Since last week, I have started to create a set of concrete XML parseDrivers. This week my parseDriver was able to read from a directory and parse each XML files under this directory and its subdirectories. I was pretty satisfied with my generic parseDriver until I learned that our data source is not limited to a file system. Our data might be from a file system, relational data base, memory, or even the internet. Therefore, I have to modify my design and make it open to any form of data source.

I thought I had built a generic parseDriver, only to find out that it covered only a fraction of the data source; I thought I knew enough, but learned that there is much more I need to learn.

Week 8:

I redesigned the parsing-indexing system so that it conforms to the open-closed principle. The open-closed principle promotes that

"Software system (classes, Modules, Functions, etc.)
should be open for extension, but close for modification."

I created an interface ParseDriver, a class AddressBookDriver that implements ParsDriver, and a class IndexBuilder. An object of Indexbuilder class uses an object of AddressBookDriver. If we want IndexBuilder to use a different parsedriver, a new derivative class can be created. The IndexBuilder will remain unchanged. Thus, we extend the behavior of our system without modifying the existing code.

The following are the main classes, interfaces and their functions:

InitServlet: Passes configuration information to an IndexBuilder, including source data, path of index folder, and type of concrete parseDriver.

IndexBuilder: Gets configuration information, creates index, and populates index

ParseDriver (interface): Has doParse and getPropertiesList methods

AddressbookParseDriver: Implements ParseDriver. The doParse method processes the input XML document based on patterns and rules. It also creates java objects that contain fieldName-fieldValue pairs needed for creating a Lucene Document.

After a couple days of work, I finally implemented the new indexing-parsing system. On Saturday, Josh, Debby and I worked all afternoon to connect our system to VRV-ET.

The first step was to connect these two systems. We set our indexing-searching system to index and search on one project from the existing data in VRV-ET. Since we will apply a keyword based indexing scheme, and there is no key word element in the current data source we manually add keywords, so we can test our system.

It was exciting to see that after hours of hard work our system indexes and searches from VRV-ET files.

Week 9:

This week we spent most our time modifying our code. First we used Perl to create a XML file which contains all the data (including keywords associated with images) we need for indexing and searching a project in VRV-ET. By now our indexer and searcher are able to index and search project on VRV-ET rather than some sample data, such as address books, we created for testing purpose. I also modified the code so the indexer indexes an image that has no keyword associated with it.

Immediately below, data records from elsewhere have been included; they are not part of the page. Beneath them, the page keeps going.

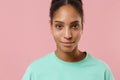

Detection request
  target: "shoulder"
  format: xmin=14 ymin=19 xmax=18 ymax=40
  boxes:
xmin=88 ymin=53 xmax=109 ymax=69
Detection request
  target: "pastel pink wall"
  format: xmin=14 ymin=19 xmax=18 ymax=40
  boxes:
xmin=0 ymin=0 xmax=120 ymax=80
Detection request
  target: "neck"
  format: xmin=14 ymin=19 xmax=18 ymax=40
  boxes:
xmin=55 ymin=49 xmax=85 ymax=62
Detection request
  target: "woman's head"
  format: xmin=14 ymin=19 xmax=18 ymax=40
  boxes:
xmin=50 ymin=0 xmax=84 ymax=24
xmin=50 ymin=0 xmax=83 ymax=53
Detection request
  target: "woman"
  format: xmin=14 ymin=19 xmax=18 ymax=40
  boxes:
xmin=22 ymin=0 xmax=114 ymax=80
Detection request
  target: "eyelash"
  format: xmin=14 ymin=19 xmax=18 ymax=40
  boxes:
xmin=71 ymin=24 xmax=79 ymax=29
xmin=55 ymin=24 xmax=63 ymax=30
xmin=55 ymin=24 xmax=80 ymax=30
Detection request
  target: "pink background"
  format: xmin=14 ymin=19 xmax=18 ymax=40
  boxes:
xmin=0 ymin=0 xmax=120 ymax=80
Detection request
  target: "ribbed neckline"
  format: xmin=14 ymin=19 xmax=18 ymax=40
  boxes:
xmin=52 ymin=52 xmax=89 ymax=65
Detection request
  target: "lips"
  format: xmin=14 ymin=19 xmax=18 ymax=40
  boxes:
xmin=61 ymin=42 xmax=74 ymax=47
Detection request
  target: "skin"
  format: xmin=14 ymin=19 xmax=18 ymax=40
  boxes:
xmin=51 ymin=5 xmax=85 ymax=62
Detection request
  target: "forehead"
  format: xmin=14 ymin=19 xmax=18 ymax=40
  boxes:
xmin=53 ymin=5 xmax=81 ymax=23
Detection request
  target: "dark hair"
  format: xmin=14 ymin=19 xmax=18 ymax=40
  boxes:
xmin=50 ymin=0 xmax=84 ymax=24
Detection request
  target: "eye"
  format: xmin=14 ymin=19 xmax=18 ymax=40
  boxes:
xmin=55 ymin=24 xmax=63 ymax=30
xmin=71 ymin=24 xmax=80 ymax=29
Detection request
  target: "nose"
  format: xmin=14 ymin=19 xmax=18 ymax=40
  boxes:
xmin=64 ymin=29 xmax=72 ymax=39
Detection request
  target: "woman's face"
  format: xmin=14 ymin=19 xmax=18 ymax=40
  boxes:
xmin=51 ymin=5 xmax=83 ymax=52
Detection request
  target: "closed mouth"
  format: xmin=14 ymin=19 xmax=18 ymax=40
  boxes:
xmin=61 ymin=42 xmax=74 ymax=47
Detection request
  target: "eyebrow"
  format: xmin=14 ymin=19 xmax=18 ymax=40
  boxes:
xmin=54 ymin=20 xmax=79 ymax=24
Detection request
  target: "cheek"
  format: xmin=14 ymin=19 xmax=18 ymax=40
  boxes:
xmin=53 ymin=31 xmax=61 ymax=42
xmin=74 ymin=32 xmax=81 ymax=41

This is not the final version of the project. Other students will continue working on the project and add more functions to it. For example, implementing Data Access Object in indexer and searcher, using the system to find specified information, and creating a presentation or slide show from it.

Week 10:

This is the last week of DMP. Debby and I spent most of our time writing our final report and preparing for a presentation.

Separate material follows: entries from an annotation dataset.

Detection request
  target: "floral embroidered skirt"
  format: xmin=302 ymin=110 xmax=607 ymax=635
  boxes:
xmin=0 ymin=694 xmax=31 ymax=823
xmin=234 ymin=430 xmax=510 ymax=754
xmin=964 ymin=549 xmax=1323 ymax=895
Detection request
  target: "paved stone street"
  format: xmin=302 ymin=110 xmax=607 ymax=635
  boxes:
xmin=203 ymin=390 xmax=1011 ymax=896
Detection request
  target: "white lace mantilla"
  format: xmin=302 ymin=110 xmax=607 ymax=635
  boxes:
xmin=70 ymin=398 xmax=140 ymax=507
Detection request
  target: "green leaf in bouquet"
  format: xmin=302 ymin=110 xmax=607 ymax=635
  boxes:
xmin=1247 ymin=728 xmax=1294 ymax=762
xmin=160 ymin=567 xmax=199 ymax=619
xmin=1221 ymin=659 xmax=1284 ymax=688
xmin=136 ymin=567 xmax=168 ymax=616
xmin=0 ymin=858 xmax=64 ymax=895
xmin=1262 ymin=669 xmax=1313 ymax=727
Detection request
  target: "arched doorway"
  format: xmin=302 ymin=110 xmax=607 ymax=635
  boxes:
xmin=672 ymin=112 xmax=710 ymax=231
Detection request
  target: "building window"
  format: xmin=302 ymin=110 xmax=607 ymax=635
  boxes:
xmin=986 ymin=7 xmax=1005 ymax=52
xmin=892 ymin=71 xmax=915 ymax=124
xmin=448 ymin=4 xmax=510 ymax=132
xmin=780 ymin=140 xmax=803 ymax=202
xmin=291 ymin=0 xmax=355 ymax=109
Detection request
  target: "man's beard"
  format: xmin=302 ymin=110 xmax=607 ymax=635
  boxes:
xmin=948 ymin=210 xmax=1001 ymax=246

It is said that the last thing most people want to do is to make a speech in public. It is even harder for me, for I had to do it in my second language. Jan has been very helpful and gave us some tips on how to make a presentation. I was nervous but also amazed that I made a presentation in front of my fellow students and professors.

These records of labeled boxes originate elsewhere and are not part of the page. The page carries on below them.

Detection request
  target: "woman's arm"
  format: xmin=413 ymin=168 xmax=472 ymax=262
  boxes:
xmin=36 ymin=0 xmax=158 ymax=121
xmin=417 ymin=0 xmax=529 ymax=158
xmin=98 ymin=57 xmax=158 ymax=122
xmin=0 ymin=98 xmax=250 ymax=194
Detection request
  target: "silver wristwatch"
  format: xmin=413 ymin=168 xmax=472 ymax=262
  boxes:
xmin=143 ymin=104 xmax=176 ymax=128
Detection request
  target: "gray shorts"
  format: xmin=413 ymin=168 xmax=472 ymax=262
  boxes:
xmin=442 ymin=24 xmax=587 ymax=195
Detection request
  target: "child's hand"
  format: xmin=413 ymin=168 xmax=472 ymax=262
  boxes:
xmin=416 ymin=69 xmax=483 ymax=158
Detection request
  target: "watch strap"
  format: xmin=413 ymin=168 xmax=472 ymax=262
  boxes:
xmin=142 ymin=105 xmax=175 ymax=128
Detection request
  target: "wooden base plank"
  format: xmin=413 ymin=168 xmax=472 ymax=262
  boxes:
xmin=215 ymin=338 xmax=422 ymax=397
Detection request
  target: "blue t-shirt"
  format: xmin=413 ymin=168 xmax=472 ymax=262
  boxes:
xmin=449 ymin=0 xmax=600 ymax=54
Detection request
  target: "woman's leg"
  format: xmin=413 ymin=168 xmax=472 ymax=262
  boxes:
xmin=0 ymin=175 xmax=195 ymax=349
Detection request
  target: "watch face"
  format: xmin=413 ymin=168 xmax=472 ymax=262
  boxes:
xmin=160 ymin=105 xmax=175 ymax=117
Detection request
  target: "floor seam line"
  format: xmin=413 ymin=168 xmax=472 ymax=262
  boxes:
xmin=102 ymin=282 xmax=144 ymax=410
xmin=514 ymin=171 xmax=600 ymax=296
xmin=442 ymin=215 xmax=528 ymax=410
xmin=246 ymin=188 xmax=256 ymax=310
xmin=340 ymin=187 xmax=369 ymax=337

It has been such a wonderful summer for me. I explored my interests in software engineering, gained confidence in conducting research and felt sure that I want to pursue graduate study and have a career in research and teaching.

I am grateful to have a mentor like professor Cuny, who not only guided me through the research project, but also is so caring and thoughtful. I also had good time with Debby, and we decided to keep in touch after this program.